CanadienHedgie said:


> I don't think I was being rude... If I made you feel "attacked" I'm sorry about that. That's not my intension. I was simply asking questions about your cage and giving information. You didn't say that the wheel wasn't in yet. I could have just asked the questions then given the information later if need be, but I find it easier to do it all at once because 9 times out of 10 the owners don't know this information.


I can't say that i am sorry for feeling attacked, but I am sorry if I upset you with my reply.
To clear things up a little, here is a pic of an identical cage i built for my sister's lizard.
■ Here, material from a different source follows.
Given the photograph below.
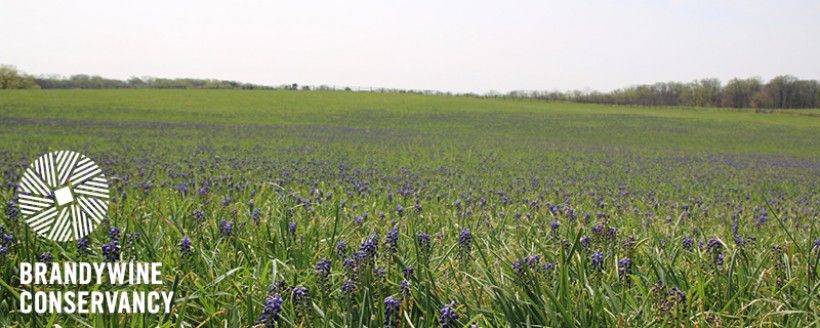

You can see the two ventilation "windows" on the ends and the top screens for light, heat and additional ventilation.


----------



## LarryT (May 12, 2009)

CinderSmoke said:


> CanadienHedgie said:
> 
> 
> > I don't think I was being rude... If I made you feel "attacked" I'm sorry about that. That's not my intension. I was simply asking questions about your cage and giving information. You didn't say that the wheel wasn't in yet. I could have just asked the questions then given the information later if need be, but I find it easier to do it all at once because 9 times out of 10 the owners don't know this information.
> ...


Very nice  you are very handy!


----------



## CinderSmoke (Jun 6, 2011)

Thank you, LarryT.


----------



## Nancy (Aug 22, 2008)

Often when a question is asked, we tend to over reply so that we cover all basis. We don't know how much or little knowledge the person has. We also don't know if the person is imaginative and catches on quickly, or to be blunt, is clueless. I don't mean clueless in a bad way but some people are mechanically inclined/build it type people, and others aren't. 

So, we don't know the skill levels or knowledge level of the people we are replying to so we give way more information than the poster maybe wanted or needed. As often happens, when extra info isn't given, that is usually the next question asked and after a while of asking one question at a time, the thread starts to get confusing. 

It's so much easier to over explain things and for all the people that don't know who read that post, they will learn something.


----------